Dicht neben Olavskirche und Kathedrale thront der „Königsbauernhof“aus dem 12. Jahrhundert als Teil des einstigen Bischofssitzes, mit landestypischen Grassoden gedeckt, mit schwarzem Anstrich und rotbunten Fensterrahmen. Er soll das älteste noch bewohnte Holzhaus Europas sein. In beachtlicher 17. Generation residiert hier die Familie Patursson und präsentiert stolz die „Rauchstube“– jetzt ein kleines Museum mit Haushaltsgeräten und Werkzeugen aus längst vergangenen Zeiten, wo einst gekocht, gefeiert und getanzt wurde. Der Rauch des Holzfeuers zog durch eine Öffnung im Dach ab. So war es warm und heimelig, auch zum abendlichen Geschichtenerzählen.

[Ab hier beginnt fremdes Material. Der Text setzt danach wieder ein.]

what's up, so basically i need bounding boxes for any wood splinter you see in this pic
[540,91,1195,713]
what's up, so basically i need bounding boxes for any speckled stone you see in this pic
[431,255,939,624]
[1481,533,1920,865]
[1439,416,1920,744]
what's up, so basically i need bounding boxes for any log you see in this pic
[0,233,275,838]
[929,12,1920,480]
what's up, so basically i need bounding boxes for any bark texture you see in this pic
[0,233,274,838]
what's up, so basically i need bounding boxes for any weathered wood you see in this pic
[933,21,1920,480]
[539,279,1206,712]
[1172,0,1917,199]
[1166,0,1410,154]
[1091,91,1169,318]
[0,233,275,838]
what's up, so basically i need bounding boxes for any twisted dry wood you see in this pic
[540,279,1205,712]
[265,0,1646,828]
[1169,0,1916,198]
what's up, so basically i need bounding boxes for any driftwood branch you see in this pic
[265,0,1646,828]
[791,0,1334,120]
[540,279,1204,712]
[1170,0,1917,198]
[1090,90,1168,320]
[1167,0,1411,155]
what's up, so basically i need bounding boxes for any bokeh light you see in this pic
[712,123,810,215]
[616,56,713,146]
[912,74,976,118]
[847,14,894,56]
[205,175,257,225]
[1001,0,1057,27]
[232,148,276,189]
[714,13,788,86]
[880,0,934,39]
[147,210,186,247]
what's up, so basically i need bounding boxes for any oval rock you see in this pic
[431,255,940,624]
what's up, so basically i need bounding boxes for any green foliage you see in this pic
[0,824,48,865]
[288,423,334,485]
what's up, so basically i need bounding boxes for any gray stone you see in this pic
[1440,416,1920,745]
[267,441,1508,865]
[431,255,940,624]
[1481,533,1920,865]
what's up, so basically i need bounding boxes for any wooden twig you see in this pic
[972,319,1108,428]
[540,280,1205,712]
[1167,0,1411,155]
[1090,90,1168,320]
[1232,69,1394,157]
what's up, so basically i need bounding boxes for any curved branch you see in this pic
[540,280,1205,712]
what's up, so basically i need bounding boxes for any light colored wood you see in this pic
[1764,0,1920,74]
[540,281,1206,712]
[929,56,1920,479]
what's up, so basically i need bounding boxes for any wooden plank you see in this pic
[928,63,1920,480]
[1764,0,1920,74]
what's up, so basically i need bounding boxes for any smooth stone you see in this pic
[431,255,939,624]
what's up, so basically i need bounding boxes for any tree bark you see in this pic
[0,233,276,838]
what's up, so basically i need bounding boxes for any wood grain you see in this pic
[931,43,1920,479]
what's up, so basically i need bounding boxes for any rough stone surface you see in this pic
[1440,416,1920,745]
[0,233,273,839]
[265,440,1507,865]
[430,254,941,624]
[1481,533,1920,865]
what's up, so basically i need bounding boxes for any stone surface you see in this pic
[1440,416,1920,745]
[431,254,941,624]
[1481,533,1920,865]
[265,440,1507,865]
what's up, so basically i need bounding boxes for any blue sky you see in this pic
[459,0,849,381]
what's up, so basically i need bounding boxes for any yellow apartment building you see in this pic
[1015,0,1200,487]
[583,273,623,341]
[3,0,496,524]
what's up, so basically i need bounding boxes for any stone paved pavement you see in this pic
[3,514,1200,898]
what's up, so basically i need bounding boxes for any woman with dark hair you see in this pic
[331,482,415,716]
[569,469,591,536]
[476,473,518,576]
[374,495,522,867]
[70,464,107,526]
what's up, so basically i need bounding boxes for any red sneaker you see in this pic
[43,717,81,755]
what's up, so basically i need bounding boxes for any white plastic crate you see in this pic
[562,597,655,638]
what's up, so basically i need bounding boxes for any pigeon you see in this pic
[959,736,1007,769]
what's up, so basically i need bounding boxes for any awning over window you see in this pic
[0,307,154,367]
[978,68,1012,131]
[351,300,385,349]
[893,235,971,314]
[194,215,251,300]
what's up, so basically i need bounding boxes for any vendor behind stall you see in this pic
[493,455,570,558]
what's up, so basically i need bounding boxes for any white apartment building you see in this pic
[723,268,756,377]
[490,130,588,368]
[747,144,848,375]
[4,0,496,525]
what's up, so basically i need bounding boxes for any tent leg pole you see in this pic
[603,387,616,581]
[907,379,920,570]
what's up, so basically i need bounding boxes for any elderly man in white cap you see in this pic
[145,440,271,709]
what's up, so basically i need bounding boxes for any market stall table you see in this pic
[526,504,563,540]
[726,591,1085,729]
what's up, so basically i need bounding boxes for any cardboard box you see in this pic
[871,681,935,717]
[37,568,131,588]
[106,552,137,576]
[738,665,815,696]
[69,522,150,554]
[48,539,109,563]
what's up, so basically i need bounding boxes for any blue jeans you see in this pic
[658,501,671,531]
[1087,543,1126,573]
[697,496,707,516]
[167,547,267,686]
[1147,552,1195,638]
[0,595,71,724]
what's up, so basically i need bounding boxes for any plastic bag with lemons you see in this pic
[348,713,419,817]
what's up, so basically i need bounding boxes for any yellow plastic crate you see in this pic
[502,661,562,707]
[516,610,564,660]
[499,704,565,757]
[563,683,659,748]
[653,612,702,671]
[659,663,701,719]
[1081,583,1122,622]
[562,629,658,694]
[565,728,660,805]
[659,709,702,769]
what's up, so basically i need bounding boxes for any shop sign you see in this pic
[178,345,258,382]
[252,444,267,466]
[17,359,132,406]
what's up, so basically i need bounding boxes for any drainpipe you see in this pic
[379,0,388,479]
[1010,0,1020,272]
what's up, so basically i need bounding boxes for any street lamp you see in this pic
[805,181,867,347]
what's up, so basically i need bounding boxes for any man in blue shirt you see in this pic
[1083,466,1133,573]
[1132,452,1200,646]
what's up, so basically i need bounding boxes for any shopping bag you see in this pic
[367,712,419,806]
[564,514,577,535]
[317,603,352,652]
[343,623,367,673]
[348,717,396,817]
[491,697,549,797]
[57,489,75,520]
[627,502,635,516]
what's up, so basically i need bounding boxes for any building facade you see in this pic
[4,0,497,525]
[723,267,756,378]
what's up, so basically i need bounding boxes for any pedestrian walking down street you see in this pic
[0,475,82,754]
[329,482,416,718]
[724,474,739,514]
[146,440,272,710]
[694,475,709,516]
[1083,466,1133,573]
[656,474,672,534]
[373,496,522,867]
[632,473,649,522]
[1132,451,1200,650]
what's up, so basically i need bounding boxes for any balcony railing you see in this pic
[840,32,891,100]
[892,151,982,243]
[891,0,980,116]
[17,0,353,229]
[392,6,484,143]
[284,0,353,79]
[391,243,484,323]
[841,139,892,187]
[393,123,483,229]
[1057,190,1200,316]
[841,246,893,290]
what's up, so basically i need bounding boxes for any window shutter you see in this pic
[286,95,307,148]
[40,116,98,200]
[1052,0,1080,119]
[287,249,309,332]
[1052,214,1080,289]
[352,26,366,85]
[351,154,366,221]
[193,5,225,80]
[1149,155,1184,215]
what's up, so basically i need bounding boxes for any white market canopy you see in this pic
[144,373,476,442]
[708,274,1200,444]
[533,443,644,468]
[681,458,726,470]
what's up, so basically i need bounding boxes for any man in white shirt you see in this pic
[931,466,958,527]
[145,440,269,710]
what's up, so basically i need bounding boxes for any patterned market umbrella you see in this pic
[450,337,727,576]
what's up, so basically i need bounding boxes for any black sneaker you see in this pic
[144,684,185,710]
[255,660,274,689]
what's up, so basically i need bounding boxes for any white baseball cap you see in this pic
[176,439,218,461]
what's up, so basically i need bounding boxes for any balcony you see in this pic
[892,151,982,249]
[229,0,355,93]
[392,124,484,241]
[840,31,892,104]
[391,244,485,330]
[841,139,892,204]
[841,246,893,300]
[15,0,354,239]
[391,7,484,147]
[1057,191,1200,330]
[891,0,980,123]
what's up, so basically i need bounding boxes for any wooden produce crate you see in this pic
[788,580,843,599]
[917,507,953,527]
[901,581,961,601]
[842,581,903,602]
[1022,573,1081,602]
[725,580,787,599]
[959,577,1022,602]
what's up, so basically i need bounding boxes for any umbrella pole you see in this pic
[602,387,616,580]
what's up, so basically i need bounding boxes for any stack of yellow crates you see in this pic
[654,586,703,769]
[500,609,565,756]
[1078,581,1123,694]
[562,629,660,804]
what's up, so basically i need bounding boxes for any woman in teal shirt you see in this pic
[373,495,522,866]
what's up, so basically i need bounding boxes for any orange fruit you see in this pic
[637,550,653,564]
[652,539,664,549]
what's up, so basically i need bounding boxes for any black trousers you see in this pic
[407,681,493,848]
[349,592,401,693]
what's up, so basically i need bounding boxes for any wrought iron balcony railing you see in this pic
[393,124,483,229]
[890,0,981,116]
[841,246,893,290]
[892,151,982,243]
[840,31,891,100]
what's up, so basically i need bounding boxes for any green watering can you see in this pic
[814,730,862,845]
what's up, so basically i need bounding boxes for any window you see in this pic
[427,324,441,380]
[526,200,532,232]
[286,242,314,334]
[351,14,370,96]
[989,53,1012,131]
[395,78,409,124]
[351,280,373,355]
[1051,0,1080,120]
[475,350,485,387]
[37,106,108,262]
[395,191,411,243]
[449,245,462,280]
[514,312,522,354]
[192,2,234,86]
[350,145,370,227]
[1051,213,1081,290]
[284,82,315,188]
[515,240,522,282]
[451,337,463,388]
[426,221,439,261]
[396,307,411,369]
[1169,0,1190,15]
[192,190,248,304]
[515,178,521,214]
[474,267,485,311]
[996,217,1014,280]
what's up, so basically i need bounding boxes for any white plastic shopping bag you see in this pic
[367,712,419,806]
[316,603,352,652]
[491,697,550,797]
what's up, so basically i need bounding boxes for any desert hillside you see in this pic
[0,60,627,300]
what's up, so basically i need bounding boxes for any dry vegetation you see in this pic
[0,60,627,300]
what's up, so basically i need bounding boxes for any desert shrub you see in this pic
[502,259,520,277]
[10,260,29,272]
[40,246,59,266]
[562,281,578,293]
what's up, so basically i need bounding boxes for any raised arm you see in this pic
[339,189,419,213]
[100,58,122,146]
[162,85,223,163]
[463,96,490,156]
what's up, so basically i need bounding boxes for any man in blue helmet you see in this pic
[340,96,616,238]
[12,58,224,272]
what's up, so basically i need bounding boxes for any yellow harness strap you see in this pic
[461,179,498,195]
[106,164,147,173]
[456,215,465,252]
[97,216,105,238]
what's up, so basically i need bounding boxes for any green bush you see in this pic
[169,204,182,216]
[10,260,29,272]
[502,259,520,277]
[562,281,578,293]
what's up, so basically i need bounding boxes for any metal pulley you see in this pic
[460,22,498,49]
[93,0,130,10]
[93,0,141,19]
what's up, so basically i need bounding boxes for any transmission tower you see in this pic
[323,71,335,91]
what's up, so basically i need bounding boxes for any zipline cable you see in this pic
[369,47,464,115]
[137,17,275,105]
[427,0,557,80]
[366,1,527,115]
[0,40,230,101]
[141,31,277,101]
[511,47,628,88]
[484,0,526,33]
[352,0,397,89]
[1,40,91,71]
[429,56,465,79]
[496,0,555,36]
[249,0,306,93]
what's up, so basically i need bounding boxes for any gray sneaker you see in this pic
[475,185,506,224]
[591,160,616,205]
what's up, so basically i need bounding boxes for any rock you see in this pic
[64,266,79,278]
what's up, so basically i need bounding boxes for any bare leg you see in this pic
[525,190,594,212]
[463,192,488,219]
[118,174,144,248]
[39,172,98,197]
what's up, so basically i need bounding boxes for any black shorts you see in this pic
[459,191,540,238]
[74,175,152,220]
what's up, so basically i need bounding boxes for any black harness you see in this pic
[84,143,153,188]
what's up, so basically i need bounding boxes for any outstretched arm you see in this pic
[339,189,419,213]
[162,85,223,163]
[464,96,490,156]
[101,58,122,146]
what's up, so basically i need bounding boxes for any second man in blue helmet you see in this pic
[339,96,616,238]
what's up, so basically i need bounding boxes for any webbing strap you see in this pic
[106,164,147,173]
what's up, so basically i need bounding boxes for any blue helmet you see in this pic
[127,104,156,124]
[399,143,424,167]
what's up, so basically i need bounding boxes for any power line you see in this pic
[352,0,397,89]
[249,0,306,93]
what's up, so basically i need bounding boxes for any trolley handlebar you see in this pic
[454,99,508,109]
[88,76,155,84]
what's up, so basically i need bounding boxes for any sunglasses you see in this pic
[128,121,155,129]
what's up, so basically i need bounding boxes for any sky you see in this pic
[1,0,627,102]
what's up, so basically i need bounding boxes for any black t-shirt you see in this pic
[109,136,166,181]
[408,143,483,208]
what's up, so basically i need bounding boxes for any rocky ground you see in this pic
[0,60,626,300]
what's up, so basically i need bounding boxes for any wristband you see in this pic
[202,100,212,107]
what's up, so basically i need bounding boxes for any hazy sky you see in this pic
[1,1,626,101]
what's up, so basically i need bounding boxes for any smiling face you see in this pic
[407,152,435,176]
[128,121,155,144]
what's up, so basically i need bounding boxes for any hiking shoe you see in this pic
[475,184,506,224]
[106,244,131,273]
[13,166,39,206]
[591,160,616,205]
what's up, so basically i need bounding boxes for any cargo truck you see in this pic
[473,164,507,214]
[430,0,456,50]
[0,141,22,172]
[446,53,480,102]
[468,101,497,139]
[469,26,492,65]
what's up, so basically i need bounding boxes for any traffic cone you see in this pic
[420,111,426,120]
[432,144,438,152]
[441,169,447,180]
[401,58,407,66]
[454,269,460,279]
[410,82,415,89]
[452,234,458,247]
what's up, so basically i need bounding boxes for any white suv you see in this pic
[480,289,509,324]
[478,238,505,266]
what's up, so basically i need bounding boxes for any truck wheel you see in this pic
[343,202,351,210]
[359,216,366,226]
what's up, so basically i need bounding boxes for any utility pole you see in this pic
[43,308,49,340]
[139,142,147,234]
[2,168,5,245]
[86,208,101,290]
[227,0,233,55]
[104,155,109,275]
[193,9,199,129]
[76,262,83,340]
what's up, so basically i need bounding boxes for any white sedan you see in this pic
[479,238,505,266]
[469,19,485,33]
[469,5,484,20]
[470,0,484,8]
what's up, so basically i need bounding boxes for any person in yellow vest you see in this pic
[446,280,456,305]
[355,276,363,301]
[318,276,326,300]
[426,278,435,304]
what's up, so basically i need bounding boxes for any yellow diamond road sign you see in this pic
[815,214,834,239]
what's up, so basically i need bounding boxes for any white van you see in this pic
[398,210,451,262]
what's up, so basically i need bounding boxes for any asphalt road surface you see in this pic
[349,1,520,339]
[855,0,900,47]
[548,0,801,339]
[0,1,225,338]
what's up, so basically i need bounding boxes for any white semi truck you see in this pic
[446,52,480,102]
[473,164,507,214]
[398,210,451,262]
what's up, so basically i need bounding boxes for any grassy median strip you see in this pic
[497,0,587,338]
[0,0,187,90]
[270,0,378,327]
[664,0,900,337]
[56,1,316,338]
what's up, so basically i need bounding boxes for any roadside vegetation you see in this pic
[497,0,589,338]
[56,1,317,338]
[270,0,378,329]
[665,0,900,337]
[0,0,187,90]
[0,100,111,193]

Doch was wäre ein Färöer-Trip, ohne Tórshavn, einer der kleinsten Hauptstädte der Welt, einen Besuch abzustatten? Fast die Hälfte der 50.000 Färinger lebt hier, in der Fußgängermeile, die zum Hafen führt, liegen dicht an dicht Restaurants und Cafés, Andenkenläden und Boutiquen mit den beliebten färöischen Wollstrickwaren. Und dann das schlichte Holzhaus des Parlaments. Beeindruckend. Vor allem wegen des winzigen Raums für die 33 Abgeordneten.
Auf dem Weg ins Regierungsviertel – die Färöer-Inseln sind wie Grönland ein autonomes Gebiet Dänemarks mit Selbstverwaltung – geht es durch die romantischen Gässchen der Landzunge Tinganes. Anstelle von Bars und Kneipen reihen sich dort altehrwürdige Holzhäuschen wie in einem Freilichtmuseum aneinander. Wäsche flattert auf Leinen in engen Höfen; Blumenkübel zieren die Hauseingänge. Dann kommt der Amtssitz des Ministerpräsidenten in Sicht – ein rotbraun gestrichenes historisches Lagerhaus aus dem 18. Jahrhundert. Schlicht, aber oho, denn der Premier – färöisch Løgmaður und übersetzt „Gesetzesmann“– blickt aus dem Fenster der Amtsstube gleich auf die nahe Hafenbucht und über ein weites Stück seiner Heimat.